Question

Combining two proteomics datasets with limpa

0

Entering edit mode

Andrew Pattison • 0

@52342768

Last seen 1 day ago

Australia

Hi limpa authors,

Thanks for your efforts with this package, I have been getting into proteomics with a transcriptomics background and it has been very useful so far.

I'm looking compare groups from two separate e.coli proteomics datasets run in different batches with different sample prep. I have used DIA-NN with the same reference to get matching peptide inputs for limpa. There is one group that is the same between batches so I was going to put a batch term into the design martix to do a combined analysis.

My question is how do the detection probability curves work with this? I was going to calculate this per-batch and then just use the protein values from dpcQuant as input into a limma-trend pipeline, but then I think I would be losing some of the info from the DPC uncertainty? So is there a more correct way to do this?

Cheers, Andrew

limpa ProteomicsWorkflow limma • 94 views

ADD COMMENT • link updated 2 days ago by Gordon Smyth 53k • written 2 days ago by Andrew Pattison • 0

score 0 · Answer 1 · 2026-01-07

Hi Andrew,

We don't have that much experience combining different datasets with limpa yet, but my feeling is that the same DPC should be used for the whole analysis. The DPC should be a property of the proteomics technology and of the processing software settings (DIA-NN) rather than a property of the biological samples.

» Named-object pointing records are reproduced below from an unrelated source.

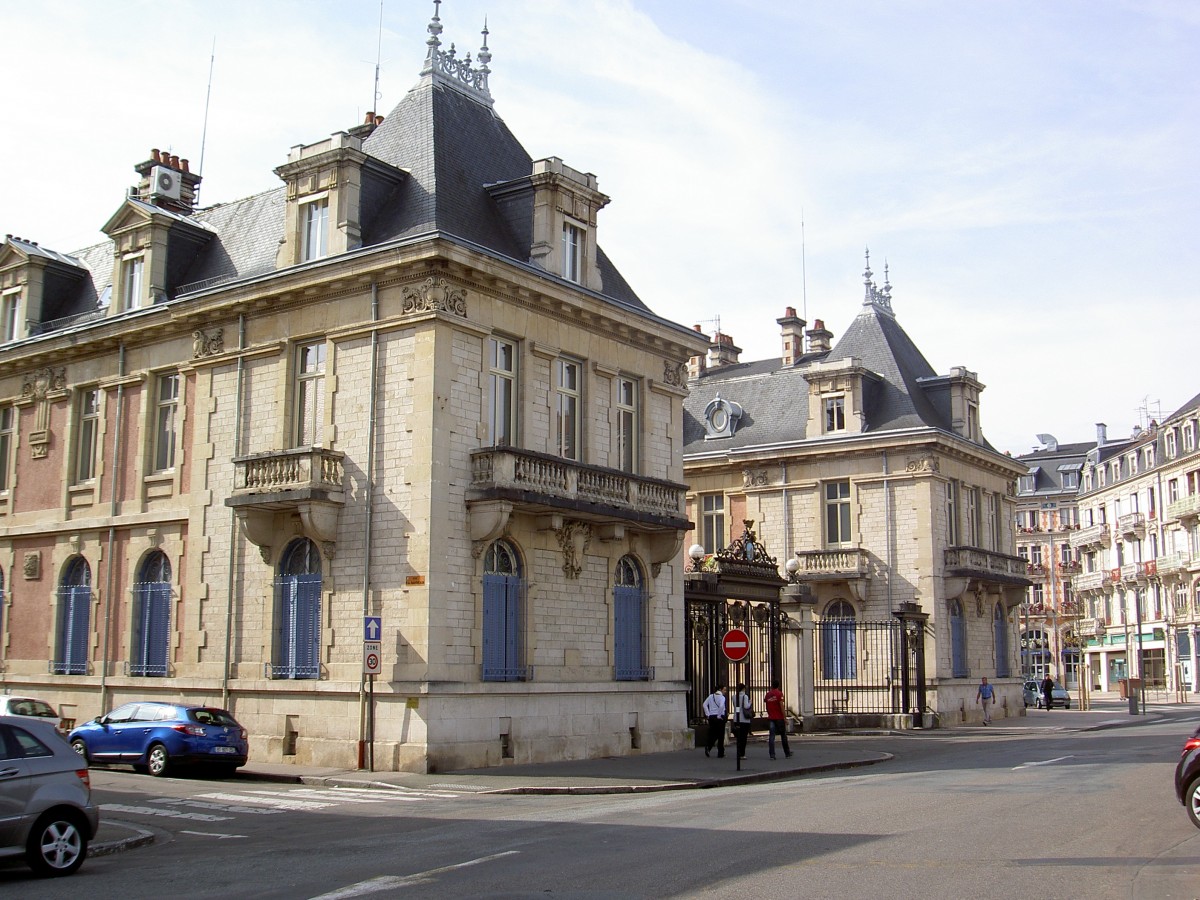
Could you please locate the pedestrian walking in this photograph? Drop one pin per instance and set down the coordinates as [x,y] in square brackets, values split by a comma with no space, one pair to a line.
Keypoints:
[743,714]
[777,720]
[715,705]
[984,697]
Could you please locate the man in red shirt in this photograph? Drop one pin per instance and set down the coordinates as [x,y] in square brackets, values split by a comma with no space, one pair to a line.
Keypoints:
[777,720]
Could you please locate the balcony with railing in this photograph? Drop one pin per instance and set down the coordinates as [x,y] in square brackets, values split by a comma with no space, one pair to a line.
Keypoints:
[1183,508]
[505,479]
[1090,581]
[1092,537]
[987,565]
[1132,523]
[304,480]
[825,565]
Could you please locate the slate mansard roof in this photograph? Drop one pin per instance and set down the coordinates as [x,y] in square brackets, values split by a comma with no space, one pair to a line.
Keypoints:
[904,394]
[447,148]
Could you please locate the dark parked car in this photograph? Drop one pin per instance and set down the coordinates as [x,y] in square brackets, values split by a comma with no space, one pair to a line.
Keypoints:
[46,809]
[1187,778]
[156,737]
[1031,695]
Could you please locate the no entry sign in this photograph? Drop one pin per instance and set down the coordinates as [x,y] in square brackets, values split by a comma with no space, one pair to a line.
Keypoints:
[736,645]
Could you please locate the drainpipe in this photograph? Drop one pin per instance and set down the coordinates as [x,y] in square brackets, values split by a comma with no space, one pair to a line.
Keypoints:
[366,708]
[233,515]
[112,527]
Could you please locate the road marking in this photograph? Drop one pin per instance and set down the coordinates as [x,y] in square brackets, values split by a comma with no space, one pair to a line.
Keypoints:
[387,882]
[214,834]
[163,813]
[1042,762]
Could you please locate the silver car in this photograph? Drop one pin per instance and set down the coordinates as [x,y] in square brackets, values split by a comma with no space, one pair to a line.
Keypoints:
[46,809]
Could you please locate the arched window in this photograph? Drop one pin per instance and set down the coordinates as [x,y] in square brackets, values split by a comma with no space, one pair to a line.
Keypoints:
[151,617]
[629,623]
[1000,630]
[298,612]
[503,605]
[75,618]
[839,640]
[958,641]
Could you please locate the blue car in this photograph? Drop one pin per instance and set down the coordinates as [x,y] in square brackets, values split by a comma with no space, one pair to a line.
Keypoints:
[157,737]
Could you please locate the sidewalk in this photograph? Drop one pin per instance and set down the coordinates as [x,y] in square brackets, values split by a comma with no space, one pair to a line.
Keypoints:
[676,771]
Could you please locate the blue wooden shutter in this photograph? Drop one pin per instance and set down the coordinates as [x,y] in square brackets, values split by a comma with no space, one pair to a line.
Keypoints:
[958,642]
[75,628]
[628,639]
[1000,625]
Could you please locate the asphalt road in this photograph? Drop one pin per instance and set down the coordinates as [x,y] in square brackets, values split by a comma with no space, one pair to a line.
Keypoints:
[975,814]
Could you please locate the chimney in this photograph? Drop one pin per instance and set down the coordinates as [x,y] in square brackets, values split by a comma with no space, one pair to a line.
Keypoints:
[819,337]
[723,352]
[792,330]
[696,365]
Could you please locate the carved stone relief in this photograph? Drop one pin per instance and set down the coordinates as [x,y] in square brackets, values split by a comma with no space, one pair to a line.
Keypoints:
[435,294]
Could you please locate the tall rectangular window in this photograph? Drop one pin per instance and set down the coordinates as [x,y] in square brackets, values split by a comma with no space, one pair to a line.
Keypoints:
[573,252]
[835,414]
[567,407]
[627,424]
[712,522]
[131,288]
[316,229]
[310,394]
[952,514]
[7,427]
[502,384]
[838,513]
[87,429]
[166,414]
[9,312]
[972,502]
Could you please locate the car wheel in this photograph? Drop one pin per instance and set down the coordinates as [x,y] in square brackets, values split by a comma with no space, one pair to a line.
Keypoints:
[157,761]
[58,844]
[1192,801]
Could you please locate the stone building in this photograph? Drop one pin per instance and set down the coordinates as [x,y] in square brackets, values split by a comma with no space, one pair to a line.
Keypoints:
[869,475]
[1047,515]
[1139,547]
[402,405]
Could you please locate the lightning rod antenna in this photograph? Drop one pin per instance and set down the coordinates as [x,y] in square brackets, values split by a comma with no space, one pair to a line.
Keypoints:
[375,96]
[204,130]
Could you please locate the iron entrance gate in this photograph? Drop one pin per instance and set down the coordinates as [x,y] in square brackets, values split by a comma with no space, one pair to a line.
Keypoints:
[706,664]
[869,666]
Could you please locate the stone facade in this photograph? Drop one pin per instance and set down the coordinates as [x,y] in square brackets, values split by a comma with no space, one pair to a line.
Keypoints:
[229,436]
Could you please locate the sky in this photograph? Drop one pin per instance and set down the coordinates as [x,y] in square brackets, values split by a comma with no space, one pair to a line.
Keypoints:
[1026,171]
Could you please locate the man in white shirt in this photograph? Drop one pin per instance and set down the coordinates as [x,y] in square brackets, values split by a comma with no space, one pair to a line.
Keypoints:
[714,708]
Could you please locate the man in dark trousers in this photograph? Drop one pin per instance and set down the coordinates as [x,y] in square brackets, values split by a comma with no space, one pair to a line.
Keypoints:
[1048,691]
[714,708]
[743,713]
[777,719]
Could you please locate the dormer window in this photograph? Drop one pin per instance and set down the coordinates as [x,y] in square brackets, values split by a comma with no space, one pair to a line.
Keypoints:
[132,275]
[316,228]
[721,418]
[835,414]
[573,252]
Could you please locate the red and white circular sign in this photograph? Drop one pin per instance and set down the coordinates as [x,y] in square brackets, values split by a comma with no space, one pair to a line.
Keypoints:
[736,645]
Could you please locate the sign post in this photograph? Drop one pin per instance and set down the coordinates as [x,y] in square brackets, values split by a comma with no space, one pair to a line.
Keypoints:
[372,652]
[736,647]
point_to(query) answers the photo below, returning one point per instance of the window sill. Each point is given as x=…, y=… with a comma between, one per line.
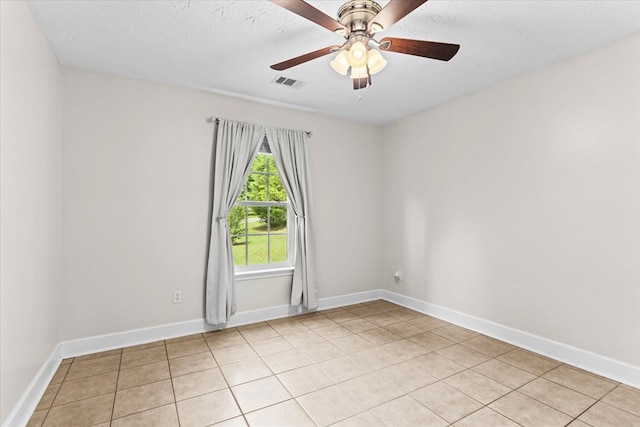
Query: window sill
x=263, y=274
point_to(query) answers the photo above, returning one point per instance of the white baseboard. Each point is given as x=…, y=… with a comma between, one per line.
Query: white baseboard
x=610, y=368
x=583, y=359
x=21, y=413
x=27, y=403
x=155, y=333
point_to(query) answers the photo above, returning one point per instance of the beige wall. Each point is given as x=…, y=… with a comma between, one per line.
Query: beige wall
x=520, y=204
x=135, y=176
x=30, y=201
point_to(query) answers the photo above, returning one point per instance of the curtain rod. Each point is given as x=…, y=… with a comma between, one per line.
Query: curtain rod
x=216, y=120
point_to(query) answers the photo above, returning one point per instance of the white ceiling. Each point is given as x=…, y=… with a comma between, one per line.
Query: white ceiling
x=227, y=46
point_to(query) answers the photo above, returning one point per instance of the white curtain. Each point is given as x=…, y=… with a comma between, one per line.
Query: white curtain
x=235, y=148
x=291, y=154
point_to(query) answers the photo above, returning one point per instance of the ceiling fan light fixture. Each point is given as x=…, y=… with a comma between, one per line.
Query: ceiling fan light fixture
x=359, y=72
x=341, y=63
x=375, y=62
x=358, y=54
x=375, y=27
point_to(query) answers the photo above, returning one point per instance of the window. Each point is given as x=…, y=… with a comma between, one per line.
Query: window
x=259, y=221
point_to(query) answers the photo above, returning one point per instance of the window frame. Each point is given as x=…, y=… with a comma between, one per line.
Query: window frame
x=271, y=269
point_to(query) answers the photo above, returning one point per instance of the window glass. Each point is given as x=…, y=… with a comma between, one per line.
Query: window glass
x=259, y=222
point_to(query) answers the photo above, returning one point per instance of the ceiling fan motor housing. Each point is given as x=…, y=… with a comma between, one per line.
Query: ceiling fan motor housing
x=357, y=14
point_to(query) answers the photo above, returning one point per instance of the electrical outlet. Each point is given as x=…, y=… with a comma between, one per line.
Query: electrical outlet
x=397, y=276
x=177, y=297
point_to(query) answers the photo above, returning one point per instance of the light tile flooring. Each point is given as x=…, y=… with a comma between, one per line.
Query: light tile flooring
x=370, y=364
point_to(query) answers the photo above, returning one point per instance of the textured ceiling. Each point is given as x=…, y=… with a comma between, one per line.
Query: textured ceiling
x=227, y=46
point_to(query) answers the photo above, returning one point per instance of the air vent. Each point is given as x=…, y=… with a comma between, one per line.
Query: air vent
x=285, y=81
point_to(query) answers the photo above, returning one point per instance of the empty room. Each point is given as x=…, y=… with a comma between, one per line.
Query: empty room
x=320, y=213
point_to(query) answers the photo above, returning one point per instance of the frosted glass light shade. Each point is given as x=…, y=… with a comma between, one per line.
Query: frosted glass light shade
x=340, y=63
x=358, y=55
x=375, y=62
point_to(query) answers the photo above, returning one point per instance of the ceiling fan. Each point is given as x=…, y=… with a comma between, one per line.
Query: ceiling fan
x=358, y=22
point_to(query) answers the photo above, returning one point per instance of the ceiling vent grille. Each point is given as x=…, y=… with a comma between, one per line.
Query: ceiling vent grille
x=286, y=81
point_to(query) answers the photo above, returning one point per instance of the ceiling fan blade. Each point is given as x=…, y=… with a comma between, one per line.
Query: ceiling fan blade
x=304, y=58
x=304, y=9
x=433, y=50
x=394, y=11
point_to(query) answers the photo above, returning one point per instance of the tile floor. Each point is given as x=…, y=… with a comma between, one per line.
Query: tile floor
x=370, y=364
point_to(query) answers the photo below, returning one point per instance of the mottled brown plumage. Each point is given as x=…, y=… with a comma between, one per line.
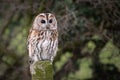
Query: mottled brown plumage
x=43, y=38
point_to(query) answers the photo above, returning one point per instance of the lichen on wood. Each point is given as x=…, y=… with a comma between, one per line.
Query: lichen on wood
x=43, y=71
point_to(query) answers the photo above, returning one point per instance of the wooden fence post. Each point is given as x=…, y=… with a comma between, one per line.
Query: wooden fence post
x=43, y=71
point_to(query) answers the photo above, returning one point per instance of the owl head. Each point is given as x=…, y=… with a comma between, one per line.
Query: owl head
x=45, y=21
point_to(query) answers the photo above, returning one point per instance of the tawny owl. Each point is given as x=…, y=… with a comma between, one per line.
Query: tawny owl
x=43, y=38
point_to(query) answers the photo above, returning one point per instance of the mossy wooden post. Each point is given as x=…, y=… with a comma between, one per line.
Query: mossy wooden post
x=43, y=71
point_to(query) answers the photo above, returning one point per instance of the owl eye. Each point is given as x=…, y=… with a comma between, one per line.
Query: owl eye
x=42, y=21
x=50, y=21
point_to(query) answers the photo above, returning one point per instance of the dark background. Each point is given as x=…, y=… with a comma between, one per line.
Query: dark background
x=89, y=38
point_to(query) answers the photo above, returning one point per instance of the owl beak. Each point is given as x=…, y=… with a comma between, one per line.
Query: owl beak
x=47, y=27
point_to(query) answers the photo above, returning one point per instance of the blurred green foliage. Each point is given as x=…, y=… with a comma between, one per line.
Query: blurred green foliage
x=89, y=46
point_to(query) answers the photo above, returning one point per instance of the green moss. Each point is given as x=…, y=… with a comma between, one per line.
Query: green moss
x=43, y=71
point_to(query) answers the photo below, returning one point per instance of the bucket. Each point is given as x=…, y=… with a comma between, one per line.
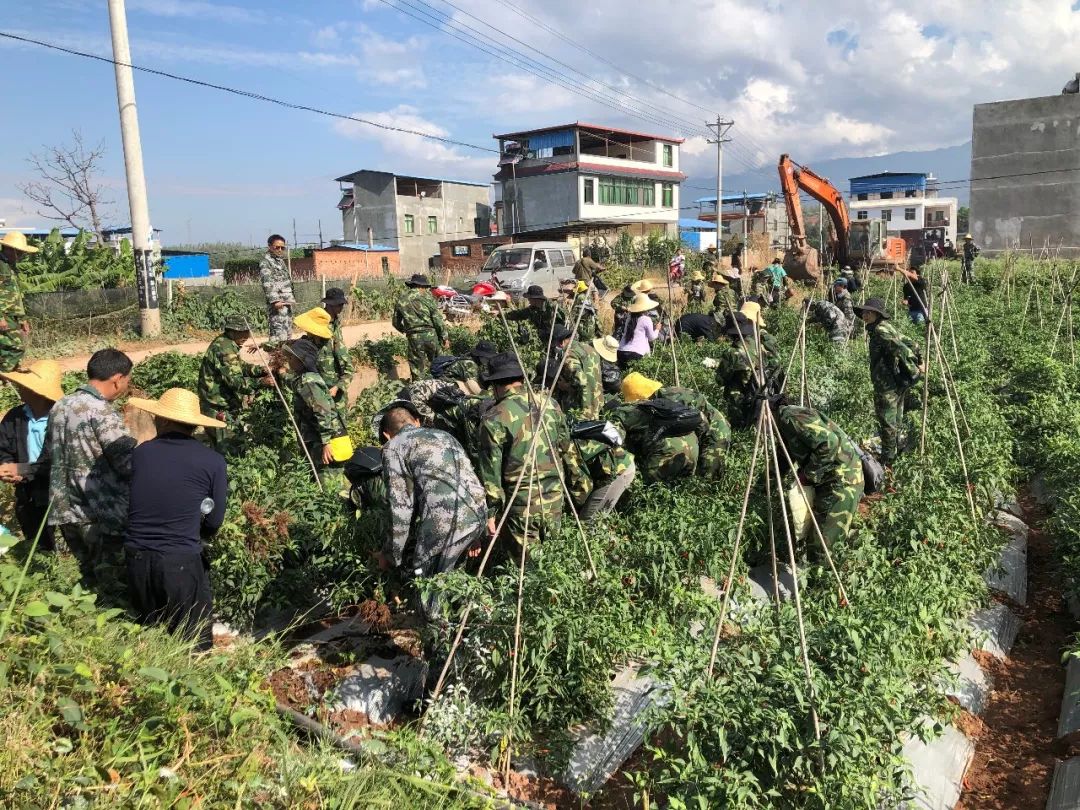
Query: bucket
x=341, y=448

I would also rather that you used dpcDE() instead of limma-trend. If you have a lot of missing values, then it is important that you preserve the standard errors and observation counts recorded by dpcQuant() and that these values are propagated into the DE analysis by dpcDE(). dpcDE() keeps track of which proteins are entirely missing in which samples, and this affects the protein-wise variance estimates used for the linear models and t-tests. The limma-trend pipeline can't quite do that.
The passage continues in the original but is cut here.